Here’s the new cover of Fortune.

Yes, former eBay CEO Meg Whitman is vying for her next big gig–governor of California–Ronald Reagan-style. She’s got a Western look and a simple message: creating jobs, cutting government spending, and improving education. “The three-bucket theory,” Whitman calls it, contending that corporate employees and voters as well need clear, memorable messaging from leaders of any kind.

The horse on the cover, Brandy, isn’t Whitman’s, but she does ride in Telluride, Colorado, where she and her neurosurgeon husband, Griff, have a vacation home. During our cover shoot in Half Moon Bay, California, Brandy was so spirited  that the candidate had to show off her riding chops to keep the horse from throwing her or running away.
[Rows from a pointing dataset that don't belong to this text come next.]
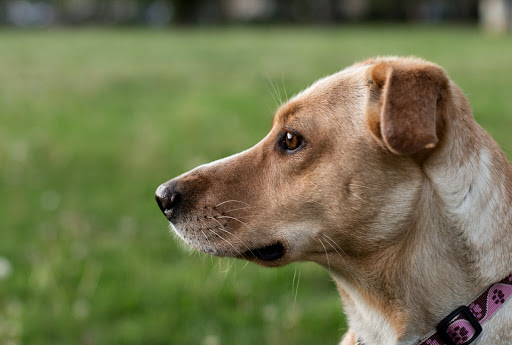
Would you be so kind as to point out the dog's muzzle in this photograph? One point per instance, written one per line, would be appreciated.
(167, 198)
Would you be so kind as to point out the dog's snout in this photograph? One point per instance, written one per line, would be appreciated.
(167, 197)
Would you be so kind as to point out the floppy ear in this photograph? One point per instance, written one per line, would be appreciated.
(404, 108)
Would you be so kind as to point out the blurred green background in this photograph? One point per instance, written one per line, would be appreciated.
(93, 120)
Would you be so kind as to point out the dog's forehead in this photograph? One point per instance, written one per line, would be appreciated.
(321, 92)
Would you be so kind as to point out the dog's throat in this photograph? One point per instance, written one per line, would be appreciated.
(269, 253)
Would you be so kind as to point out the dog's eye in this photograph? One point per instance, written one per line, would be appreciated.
(292, 141)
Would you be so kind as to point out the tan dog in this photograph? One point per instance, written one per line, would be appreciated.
(380, 174)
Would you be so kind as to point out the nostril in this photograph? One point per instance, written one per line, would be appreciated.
(167, 197)
(159, 202)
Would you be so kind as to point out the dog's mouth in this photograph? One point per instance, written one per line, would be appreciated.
(269, 253)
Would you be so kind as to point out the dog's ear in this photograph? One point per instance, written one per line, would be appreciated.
(404, 108)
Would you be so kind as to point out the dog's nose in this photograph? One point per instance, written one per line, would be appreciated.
(167, 197)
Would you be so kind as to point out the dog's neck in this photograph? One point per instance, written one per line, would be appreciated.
(456, 246)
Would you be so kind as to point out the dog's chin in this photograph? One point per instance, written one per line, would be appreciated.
(269, 255)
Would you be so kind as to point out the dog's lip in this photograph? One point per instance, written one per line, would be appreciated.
(269, 253)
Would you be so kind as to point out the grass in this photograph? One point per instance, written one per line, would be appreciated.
(91, 121)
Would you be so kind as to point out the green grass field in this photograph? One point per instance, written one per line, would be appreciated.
(92, 121)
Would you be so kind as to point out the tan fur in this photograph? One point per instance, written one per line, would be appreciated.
(396, 190)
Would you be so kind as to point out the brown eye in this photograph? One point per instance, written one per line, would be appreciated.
(292, 141)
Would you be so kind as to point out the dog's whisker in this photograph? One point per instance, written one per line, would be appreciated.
(238, 209)
(225, 202)
(232, 246)
(297, 288)
(238, 220)
(284, 87)
(326, 254)
(273, 92)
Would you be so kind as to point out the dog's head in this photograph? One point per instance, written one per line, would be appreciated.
(338, 173)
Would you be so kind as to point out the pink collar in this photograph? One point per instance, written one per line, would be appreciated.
(464, 324)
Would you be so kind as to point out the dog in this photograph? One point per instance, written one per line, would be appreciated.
(380, 174)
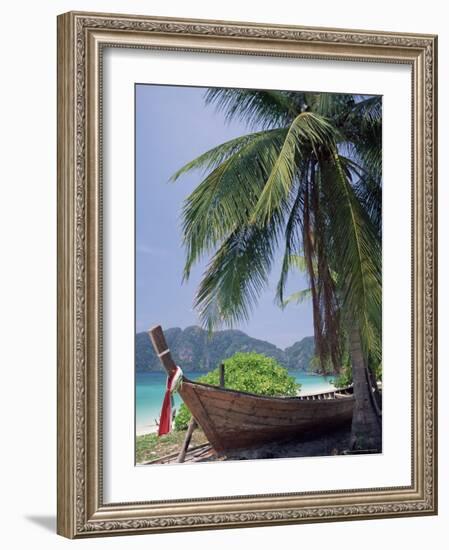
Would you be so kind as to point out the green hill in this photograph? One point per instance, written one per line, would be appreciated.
(192, 349)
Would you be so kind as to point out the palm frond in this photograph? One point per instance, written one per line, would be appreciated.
(227, 196)
(298, 297)
(308, 132)
(356, 255)
(236, 276)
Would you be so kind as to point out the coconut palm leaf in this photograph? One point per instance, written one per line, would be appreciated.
(225, 198)
(356, 254)
(307, 133)
(236, 275)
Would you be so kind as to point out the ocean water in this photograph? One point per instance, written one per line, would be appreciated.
(150, 390)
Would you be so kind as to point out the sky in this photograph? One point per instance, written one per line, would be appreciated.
(174, 126)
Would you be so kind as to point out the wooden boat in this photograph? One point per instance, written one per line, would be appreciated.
(236, 420)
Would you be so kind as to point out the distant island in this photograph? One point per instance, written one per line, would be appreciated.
(194, 350)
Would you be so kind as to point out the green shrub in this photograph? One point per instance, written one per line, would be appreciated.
(250, 372)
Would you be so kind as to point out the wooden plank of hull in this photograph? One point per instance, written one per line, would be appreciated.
(234, 420)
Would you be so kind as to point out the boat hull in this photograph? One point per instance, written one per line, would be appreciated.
(236, 420)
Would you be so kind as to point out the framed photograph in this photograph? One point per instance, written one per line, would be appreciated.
(246, 274)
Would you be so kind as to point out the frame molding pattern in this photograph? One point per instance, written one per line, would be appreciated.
(79, 424)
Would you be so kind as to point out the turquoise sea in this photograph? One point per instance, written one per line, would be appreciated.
(150, 389)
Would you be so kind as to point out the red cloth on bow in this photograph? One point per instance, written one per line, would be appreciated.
(165, 419)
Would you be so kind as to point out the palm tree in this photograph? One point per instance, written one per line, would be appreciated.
(307, 178)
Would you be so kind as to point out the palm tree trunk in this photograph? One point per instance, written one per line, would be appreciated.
(366, 432)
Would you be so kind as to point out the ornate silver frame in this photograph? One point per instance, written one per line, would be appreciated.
(81, 38)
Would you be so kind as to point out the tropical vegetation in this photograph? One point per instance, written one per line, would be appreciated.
(307, 179)
(249, 372)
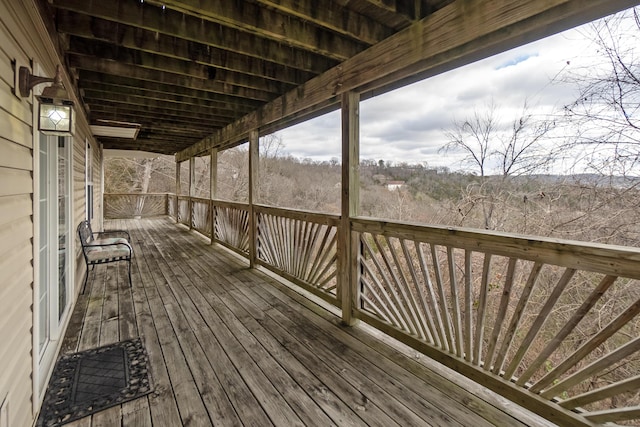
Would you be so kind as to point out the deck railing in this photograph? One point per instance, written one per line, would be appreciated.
(301, 247)
(553, 325)
(184, 210)
(232, 225)
(201, 215)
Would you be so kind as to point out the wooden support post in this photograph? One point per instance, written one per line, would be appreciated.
(254, 152)
(177, 191)
(192, 174)
(213, 182)
(350, 203)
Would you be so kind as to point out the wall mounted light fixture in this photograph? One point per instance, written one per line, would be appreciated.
(55, 109)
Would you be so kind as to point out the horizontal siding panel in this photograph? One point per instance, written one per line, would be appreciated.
(18, 231)
(20, 413)
(15, 156)
(15, 333)
(14, 181)
(17, 107)
(19, 310)
(13, 129)
(14, 207)
(18, 260)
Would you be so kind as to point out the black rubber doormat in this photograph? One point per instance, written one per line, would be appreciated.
(92, 380)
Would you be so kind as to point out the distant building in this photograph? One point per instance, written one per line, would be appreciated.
(394, 185)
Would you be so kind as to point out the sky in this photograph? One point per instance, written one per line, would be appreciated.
(409, 124)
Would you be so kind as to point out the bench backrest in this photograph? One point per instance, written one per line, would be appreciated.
(85, 233)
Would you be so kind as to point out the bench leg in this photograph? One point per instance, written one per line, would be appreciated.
(86, 275)
(130, 285)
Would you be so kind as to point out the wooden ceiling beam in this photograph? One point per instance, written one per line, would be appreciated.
(147, 16)
(169, 127)
(381, 10)
(183, 101)
(90, 28)
(261, 22)
(451, 37)
(128, 84)
(163, 113)
(328, 15)
(160, 147)
(221, 114)
(106, 51)
(141, 73)
(99, 114)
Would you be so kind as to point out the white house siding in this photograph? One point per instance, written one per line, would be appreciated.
(21, 37)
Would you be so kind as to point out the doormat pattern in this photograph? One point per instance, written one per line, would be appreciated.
(89, 381)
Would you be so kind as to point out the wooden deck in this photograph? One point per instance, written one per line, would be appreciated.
(232, 346)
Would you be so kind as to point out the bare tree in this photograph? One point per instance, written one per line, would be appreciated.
(489, 145)
(605, 116)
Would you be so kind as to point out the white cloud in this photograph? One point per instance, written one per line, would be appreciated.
(408, 124)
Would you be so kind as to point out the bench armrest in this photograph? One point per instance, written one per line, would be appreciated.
(106, 233)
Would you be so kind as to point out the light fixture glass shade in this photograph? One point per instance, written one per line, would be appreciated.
(55, 118)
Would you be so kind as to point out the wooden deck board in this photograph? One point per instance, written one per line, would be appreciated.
(231, 346)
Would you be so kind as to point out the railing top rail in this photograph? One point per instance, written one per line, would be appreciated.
(138, 194)
(596, 257)
(230, 204)
(320, 218)
(200, 199)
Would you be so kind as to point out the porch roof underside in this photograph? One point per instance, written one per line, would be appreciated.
(229, 345)
(199, 74)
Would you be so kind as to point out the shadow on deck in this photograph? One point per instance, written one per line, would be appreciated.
(232, 346)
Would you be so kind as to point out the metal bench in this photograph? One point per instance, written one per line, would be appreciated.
(104, 247)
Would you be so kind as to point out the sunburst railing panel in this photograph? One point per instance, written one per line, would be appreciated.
(134, 205)
(547, 319)
(201, 215)
(300, 246)
(232, 225)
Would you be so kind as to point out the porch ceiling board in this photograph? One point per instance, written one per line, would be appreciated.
(106, 66)
(183, 66)
(210, 57)
(152, 17)
(264, 64)
(87, 78)
(95, 29)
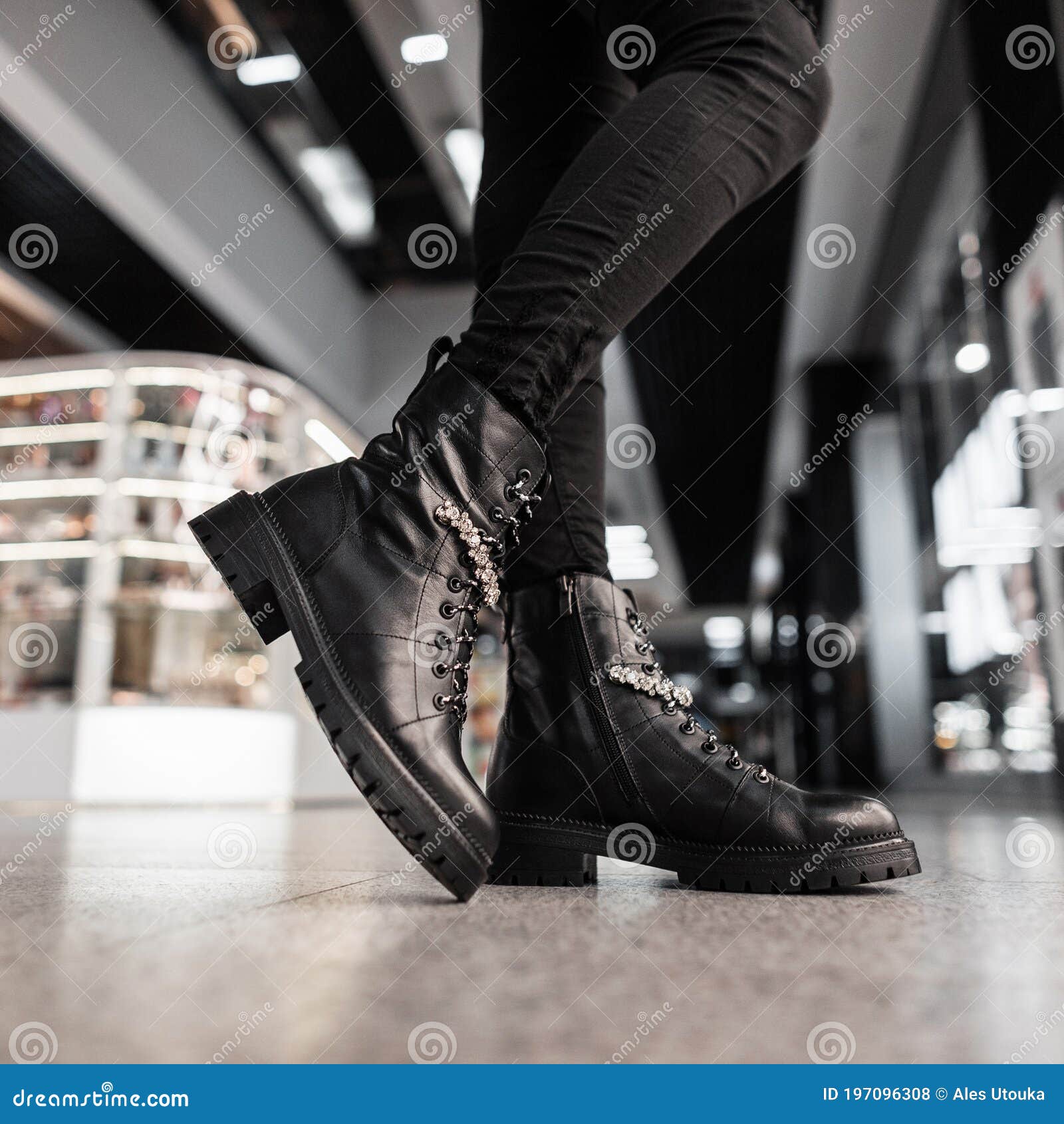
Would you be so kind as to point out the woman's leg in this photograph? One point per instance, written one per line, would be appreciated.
(536, 122)
(715, 124)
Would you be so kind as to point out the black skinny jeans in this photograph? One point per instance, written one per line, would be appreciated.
(619, 136)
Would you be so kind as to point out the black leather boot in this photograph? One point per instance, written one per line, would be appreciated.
(598, 754)
(379, 567)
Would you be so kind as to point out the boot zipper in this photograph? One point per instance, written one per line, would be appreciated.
(607, 736)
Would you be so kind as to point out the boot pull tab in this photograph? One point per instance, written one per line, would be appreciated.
(567, 599)
(440, 348)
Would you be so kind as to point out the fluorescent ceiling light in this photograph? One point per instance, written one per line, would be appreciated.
(424, 49)
(630, 557)
(269, 69)
(344, 188)
(723, 632)
(466, 148)
(323, 436)
(634, 570)
(972, 358)
(1046, 400)
(50, 381)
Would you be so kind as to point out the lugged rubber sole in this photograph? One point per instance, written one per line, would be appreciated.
(539, 851)
(247, 551)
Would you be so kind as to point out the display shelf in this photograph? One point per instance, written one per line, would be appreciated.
(106, 598)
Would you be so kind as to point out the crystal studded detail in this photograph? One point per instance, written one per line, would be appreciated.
(656, 685)
(485, 569)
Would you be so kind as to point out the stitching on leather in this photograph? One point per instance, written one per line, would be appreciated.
(684, 845)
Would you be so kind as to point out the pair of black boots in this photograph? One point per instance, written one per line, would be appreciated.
(379, 567)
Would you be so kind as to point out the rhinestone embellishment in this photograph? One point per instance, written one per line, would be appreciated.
(485, 571)
(656, 686)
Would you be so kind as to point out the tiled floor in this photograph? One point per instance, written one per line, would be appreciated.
(271, 936)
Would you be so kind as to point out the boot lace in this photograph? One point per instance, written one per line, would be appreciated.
(482, 557)
(650, 679)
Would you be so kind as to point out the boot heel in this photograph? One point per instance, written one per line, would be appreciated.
(533, 865)
(225, 534)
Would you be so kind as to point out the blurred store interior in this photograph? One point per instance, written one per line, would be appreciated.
(231, 229)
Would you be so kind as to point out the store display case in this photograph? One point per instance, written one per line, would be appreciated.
(106, 599)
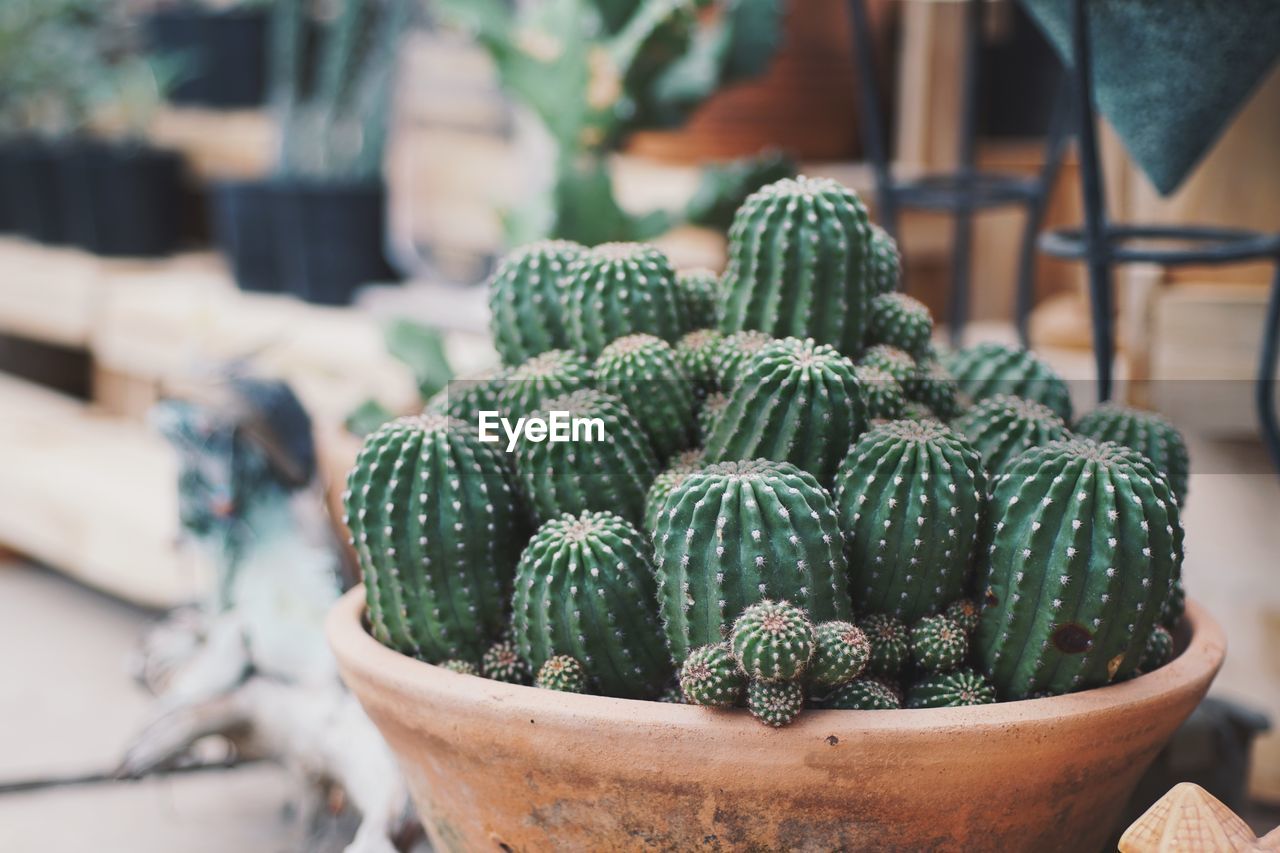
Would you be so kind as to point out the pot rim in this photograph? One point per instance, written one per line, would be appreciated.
(364, 658)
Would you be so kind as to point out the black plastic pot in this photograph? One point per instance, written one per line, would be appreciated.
(330, 238)
(225, 54)
(243, 214)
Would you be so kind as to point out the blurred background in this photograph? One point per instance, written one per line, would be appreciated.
(312, 191)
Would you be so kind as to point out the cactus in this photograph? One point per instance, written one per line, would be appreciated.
(938, 644)
(617, 290)
(562, 673)
(699, 292)
(644, 370)
(800, 264)
(1144, 432)
(437, 529)
(525, 310)
(841, 652)
(864, 694)
(584, 587)
(775, 703)
(950, 690)
(735, 533)
(990, 369)
(1084, 547)
(796, 401)
(891, 644)
(666, 483)
(548, 374)
(711, 676)
(772, 641)
(910, 497)
(502, 662)
(1002, 427)
(571, 477)
(901, 322)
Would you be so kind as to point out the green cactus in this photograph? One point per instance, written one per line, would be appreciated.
(735, 533)
(800, 264)
(901, 322)
(1084, 547)
(796, 401)
(938, 644)
(990, 369)
(621, 288)
(562, 673)
(711, 676)
(1146, 432)
(525, 292)
(585, 587)
(437, 528)
(950, 690)
(1002, 427)
(571, 477)
(910, 497)
(841, 652)
(775, 703)
(549, 374)
(644, 372)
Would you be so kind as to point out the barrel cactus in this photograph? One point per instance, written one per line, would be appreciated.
(736, 533)
(613, 471)
(525, 292)
(1146, 432)
(796, 401)
(584, 587)
(1084, 547)
(437, 528)
(799, 264)
(910, 497)
(621, 288)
The story, which you can read by clicking here, is a Fortune exclusive. I spent three days with Whitman during her first week on the campaign trail. Indeed, she’s a political novice, and she left eBay with real problems in her wake. But don’t discount this onetime star of the Fortune Most Powerful Women list, who ranked No. 1 in 2004 and 2005. Whitman has quite a lineup of business honchos supporting her and helping her raise money. This 2010 California governor race, by the way, is due to be the most expensive gubernatorial race in history. Whitman told me that she might spend $50 million of her own money on her campaign.

So who are these business bigwwigs backing Whitman? I had room in the story to mention only a few: Yahoo CEO Carol Bartz, Cisco CEO John Chambers, Sun Microsystems chairman Scott McNealy, Activision Blizzard chief Bobby Kotick, Morgan Stanley technology analyst Mary Meeker, and Marc Andreessen, Netscape’s founder who now chairs Ning.

More Whitman finance co-chairs: TPG Capital buyout ace Dick Boyce (once a neighbor of mine 40 years ago in Allentown, Pennsylvania), Jenny Craig (yes, the weight loss lady), Benchmark Capital partner Bob Kagle (eBay’s early money man), plus Kleiner Perkins partner Floyd Kvamme, former Northwest Airlines chairman Gary Wilson, and ex-eBay COO Maynard Webb, who is now CEO of LiveOpps.

Whitman has a decent shot at capturing the GOP nomination in June of next year. If she does that, her far more daunting challenge will be to beat the Democratic nominee. That could be San Francisco Mayor Gavin Newsom, Los Angeles Mayor Antonio Villaraigosa, or attorney general Jerry Brown, who was the Golden State’s governor from 1975 to 1983.

So Whitman has to drum up bipartisan support. She already has some. Andreessen is a Democrat; Kotick is a libertarian. But she could really use the support of influential Dems like David Geffen and Jeffrey Katzenberg, the DreamWorks Animation chiefs on whose board she served until she resigned in January to pursue the governorship. Some powerful California liberals tell me that Whitman’s anti-gay-marriage stance (while supporting gay civil unions) seriously alienates her from this group. We’ll see if California’s crisis—that is, the notion that a former Fortune 500 CEO can rescue America’s sickest state—wins her the broad support she needs.